Aller au contenu principal

Pour en finir avec les héros

Curatrice de la 10ème Biennale de Berlin, la Sud-Africaine Gabi Ngcobo veut réécrire l'Histoire sans ses héros, en racontant de nouvelles histoires.

08.06.2018
La curatrice de la Biennale, Gabi Ngcobo
La curatrice de la Biennale, Gabi Ngcobo © Masimba Sasa

La 10ème Biennale de Berlin a pour titre « We don't need another hero ». Comment faut-il le comprendre ?
Les héros symbolisent généralement le pouvoir et les pouvoirs surnaturels. Mais à quoi sert le pouvoir si nous n'y avons pas accès ? Si le pouvoir ne sert pas l'intérêt général, mais qu'il est utilisé de manière abusive, que cela soit par les responsables politiques ou ses détenteurs, alors celui-ci est nuisible, voire hautement destructeur, comme l'Histoire nous l'a enseigné. La chanson de Tina Turner « We Don’t Need Another Hero » est sortie dans les années 1980, à une époque qui a été marquée par de grands troubles et changements politiques. Ça a été le cas en Europe avec la chute du rideau de fer, qui a eu des conséquences au niveau mondial. De nos jours, en 2018, nous sommes de nouveau confrontés à de nouveaux défis vis-à-vis de la migration, du nationalisme et du contrôle des frontières. La Biennale présente des artistes dont les travaux traitent de ces problématiques à plusieurs niveaux.

Las Nietas de Nonó
Las Nietas de Nonó © Ernesto Gomez

Les sujets sur lesquels vous travaillez sont les rapports de force, les narrations historiques, les structures de domination, la décolonisation. Quelle sera la teneur politique de la Biennale ?
Cette année, la Biennale de Berlin prend la capitale allemande pour point de départ pour explorer les diverses narrations dans lesquelles chacun d'entre nous est intégré. Nous ne voulons pas d'une exposition qui serait consacrée à une seule histoire ou à un sujet commun. En ces temps réactionnaires, une stratégie qui vise à contrer les abus de pouvoir consiste à montrer les nombreuses subjectivités qui nous entourent. Comment pouvons-nous dépasser le concept d'une Histoire unidimensionnelle ? Nous avons invité des artistes qui abordent ces questions d'une manière très personnelle. Je pense par exemple au duo d'artistes portoricaines « Las  Nietas de Nonò ». Les deux sœurs se sont demandées dans quelle mesure l'oppression exercée par l'État peut avoir des répercussions durables dans des domaines très privés et intimes de la vie de famille. Je m'intéresse aux artistes qui sont en mesure de présenter ce type de dynamiques.

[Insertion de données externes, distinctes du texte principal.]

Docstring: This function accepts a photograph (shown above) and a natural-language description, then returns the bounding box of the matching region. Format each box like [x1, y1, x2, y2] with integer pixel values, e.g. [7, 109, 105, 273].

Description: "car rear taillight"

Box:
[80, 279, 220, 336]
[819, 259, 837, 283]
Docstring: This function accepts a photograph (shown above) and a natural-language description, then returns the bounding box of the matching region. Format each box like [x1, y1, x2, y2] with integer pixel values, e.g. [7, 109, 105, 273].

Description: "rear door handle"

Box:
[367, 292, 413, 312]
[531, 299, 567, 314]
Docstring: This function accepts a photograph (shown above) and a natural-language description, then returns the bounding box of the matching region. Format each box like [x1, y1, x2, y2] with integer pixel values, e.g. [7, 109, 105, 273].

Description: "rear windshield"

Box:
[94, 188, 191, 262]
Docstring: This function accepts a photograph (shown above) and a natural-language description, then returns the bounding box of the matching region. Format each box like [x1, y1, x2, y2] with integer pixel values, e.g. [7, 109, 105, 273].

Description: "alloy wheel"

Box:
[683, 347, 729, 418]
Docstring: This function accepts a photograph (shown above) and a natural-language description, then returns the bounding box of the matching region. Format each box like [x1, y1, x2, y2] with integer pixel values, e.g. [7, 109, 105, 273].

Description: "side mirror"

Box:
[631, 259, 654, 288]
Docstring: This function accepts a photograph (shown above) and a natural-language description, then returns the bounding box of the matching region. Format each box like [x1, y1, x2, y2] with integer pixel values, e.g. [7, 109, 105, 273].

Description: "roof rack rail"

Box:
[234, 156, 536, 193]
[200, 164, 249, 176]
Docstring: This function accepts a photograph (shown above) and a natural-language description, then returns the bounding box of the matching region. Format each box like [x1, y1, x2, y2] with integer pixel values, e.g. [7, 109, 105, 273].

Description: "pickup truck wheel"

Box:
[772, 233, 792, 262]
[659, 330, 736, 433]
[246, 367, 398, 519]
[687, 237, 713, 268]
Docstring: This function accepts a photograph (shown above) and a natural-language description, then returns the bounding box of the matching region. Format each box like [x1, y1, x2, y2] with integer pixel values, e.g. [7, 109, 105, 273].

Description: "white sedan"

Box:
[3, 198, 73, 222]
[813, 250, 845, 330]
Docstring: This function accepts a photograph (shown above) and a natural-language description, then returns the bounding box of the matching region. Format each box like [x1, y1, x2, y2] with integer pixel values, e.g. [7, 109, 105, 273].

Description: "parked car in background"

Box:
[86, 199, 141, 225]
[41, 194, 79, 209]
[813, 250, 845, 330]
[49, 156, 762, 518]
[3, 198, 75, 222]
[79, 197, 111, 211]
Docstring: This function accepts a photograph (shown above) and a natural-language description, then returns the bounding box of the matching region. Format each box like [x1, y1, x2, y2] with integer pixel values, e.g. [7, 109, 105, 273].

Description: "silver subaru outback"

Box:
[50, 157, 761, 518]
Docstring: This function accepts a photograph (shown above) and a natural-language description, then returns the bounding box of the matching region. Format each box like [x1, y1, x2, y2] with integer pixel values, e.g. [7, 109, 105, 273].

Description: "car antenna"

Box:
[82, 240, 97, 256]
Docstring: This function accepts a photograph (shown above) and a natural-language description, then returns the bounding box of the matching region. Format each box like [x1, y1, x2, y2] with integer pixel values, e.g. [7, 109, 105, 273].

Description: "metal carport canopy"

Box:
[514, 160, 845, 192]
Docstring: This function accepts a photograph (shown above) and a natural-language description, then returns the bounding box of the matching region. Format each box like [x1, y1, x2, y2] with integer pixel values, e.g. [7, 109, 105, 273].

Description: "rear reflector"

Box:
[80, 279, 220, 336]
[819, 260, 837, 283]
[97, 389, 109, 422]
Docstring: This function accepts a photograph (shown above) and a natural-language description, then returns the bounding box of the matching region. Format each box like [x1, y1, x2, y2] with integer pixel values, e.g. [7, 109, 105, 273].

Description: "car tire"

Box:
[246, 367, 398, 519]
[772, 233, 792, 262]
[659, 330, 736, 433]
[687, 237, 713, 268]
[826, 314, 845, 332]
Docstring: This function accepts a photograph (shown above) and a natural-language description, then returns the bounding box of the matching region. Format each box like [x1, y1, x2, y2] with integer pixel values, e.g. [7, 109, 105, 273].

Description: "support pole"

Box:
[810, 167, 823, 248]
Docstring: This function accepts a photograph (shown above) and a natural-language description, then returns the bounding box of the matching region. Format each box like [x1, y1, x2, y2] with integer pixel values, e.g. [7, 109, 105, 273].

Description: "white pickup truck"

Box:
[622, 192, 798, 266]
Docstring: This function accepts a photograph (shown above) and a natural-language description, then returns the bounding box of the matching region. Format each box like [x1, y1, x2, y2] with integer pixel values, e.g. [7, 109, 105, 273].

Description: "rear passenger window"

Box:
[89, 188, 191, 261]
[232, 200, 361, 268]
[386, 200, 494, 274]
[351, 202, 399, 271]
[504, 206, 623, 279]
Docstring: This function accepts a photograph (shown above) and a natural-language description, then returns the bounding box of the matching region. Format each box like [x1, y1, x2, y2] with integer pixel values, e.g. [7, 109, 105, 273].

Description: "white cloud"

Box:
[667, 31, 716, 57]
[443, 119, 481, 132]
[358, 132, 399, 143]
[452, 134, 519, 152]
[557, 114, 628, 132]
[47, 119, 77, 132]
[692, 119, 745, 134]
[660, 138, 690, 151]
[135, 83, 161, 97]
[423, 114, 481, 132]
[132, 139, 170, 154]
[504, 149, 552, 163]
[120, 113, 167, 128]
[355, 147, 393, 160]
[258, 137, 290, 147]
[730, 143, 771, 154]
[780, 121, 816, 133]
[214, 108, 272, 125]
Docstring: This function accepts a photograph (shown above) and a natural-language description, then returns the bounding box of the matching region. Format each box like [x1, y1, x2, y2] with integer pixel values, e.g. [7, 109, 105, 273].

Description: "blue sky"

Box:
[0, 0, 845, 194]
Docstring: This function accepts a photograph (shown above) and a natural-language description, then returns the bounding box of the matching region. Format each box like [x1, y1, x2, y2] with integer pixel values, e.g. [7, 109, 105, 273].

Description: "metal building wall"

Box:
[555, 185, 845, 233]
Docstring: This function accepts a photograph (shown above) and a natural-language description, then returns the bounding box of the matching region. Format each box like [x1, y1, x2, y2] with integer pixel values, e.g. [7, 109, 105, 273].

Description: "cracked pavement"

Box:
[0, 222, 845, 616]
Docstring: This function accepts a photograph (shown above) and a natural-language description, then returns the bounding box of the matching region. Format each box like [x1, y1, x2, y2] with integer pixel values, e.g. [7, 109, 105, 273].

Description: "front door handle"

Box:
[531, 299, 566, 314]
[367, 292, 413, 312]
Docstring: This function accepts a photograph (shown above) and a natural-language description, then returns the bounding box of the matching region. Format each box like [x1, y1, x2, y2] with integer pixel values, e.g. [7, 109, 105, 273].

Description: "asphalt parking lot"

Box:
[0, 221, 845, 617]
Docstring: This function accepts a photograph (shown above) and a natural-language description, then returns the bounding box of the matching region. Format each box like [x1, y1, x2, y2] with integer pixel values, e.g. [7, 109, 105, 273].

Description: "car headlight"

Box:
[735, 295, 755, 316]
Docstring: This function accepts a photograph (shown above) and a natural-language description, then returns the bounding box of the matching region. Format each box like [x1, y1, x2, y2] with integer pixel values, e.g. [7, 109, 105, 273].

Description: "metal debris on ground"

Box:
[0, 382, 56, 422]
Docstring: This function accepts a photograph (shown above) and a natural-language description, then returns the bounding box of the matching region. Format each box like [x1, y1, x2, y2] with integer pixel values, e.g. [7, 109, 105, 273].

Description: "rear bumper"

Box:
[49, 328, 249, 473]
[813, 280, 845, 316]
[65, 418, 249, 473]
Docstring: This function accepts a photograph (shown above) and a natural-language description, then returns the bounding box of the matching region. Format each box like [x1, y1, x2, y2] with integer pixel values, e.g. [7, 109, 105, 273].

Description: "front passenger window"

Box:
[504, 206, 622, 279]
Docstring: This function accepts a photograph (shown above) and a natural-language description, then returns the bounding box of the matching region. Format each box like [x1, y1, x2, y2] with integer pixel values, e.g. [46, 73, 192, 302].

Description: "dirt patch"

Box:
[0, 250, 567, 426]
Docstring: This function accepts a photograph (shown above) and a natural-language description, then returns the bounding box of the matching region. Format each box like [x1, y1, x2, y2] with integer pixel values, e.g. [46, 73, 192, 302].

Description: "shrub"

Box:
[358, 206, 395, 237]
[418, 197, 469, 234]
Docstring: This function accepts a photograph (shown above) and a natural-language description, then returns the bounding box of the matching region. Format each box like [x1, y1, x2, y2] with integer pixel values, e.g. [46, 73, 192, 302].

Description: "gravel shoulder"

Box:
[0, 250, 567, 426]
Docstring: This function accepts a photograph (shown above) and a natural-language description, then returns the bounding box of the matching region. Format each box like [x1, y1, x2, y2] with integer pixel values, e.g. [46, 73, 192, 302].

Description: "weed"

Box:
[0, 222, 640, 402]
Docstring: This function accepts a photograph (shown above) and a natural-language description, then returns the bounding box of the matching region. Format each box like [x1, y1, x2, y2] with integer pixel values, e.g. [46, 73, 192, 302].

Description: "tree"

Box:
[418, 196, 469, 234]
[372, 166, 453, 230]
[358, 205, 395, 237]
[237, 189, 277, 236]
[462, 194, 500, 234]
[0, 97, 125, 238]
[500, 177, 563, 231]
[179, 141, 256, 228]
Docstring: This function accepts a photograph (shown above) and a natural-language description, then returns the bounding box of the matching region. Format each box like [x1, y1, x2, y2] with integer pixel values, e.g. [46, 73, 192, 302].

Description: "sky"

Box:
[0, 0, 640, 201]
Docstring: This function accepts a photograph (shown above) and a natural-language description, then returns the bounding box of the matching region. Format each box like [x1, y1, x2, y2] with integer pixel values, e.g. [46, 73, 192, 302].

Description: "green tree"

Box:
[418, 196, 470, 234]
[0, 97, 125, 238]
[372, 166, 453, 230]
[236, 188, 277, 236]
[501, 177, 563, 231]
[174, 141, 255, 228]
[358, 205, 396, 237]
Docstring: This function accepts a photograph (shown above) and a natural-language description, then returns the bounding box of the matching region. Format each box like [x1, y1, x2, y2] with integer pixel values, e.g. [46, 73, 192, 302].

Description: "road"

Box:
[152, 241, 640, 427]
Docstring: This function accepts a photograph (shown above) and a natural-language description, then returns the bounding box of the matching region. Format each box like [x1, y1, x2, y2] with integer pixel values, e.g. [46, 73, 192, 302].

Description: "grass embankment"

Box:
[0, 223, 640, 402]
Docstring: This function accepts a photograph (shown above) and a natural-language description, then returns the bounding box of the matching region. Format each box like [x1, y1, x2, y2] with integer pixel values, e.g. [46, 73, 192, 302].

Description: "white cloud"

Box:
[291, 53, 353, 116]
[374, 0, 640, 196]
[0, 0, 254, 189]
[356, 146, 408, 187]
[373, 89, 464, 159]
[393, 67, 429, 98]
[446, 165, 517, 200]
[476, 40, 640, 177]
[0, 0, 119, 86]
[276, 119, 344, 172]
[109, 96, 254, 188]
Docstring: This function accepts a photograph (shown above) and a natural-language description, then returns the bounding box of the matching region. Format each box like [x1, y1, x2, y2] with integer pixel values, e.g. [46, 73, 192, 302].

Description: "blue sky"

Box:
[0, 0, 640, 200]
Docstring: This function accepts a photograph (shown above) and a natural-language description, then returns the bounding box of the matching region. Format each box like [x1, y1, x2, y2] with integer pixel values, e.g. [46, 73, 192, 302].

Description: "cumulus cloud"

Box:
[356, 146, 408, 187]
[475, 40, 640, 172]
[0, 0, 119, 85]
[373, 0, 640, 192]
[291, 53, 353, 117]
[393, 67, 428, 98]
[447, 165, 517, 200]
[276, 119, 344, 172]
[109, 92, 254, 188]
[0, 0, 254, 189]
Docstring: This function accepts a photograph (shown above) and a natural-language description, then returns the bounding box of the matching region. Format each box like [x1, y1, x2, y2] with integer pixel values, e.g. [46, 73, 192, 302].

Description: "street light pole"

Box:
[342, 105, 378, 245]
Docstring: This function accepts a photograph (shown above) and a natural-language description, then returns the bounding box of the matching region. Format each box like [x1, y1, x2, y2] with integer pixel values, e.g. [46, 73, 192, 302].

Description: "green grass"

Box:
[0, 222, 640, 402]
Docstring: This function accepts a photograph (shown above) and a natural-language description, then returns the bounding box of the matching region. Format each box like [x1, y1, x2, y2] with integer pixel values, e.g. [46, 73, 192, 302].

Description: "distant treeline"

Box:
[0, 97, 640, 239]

Berlin fait aujourd'hui partie des villes les plus cosmopolites
Gabi Ngcobo, curatrice de la 10ème Biennale de Berlin

Vous avez dirigé des expositions dans plusieurs villes. Quelle est la particularité de Berlin en tant que lieu d'exposition ?
Je trouve que Berlin est une ville fascinante, qui a énormément de choses à offrir sur un plan historique, géographique et culturel. Elle fait aujourd'hui partie des villes les plus cosmopolites. Comme lors des précédentes éditions de la Biennale, nous avons choisi d'exposer dans plusieurs lieux à travers la ville, parmi lesquels l'Académie des arts de Berlin et le Z/KU – Centre d'art et d'urbanisme, de manière à transporter le discours sur les œuvres d'art au-delà du lieu d'exposition principal et d'inclure le plus possible de lieux qui contribuent à produire un discours sur l'art. La coexistence d'institutions célèbres, qui représentent un vieil héritage historique, et d'organisations  qui ont été créées récemment et qui sont dirigées par les artistes eux-mêmes, rend compliqué le discours dominant ou établi sur l'art. Il est crucial de donner plus de possibilités de participation aux artistes quant il s'agit d'établir un canon. Les artistes produisent du savoir et selon moi ils devraient être valorisés à ce titre. Le choix des lieux d'exposition de la Biennale de cette année reflète, je l'espère, cette volonté.

Quels sont les points du programme et les artistes que vous avez particulièrement hâte de voir ?
Je me réjouis de notre programme public, des possibilités qu'il offre au grand public de participer activement à l'art et d'en faire l'expérience. J'espère avant tout que nous allons avoir plus d'influence sur le dialogue et le discours sur l'art et que nous pourrons poser la question de savoir qui peut et qui ne peut pas participer à ce dialogue. Je souhaite que l'exposition puisse toucher des gens venus d'horizons les plus divers possible. Je pense que le choix des artistes reflètent notre volonté de ne pas choisir des héros ou des champions individuels mais au contraire de produire une narration à plusieurs voix, par le biais de laquelle des histoires nouvelles, jusqu'à présent inédites, pourront se cristalliser.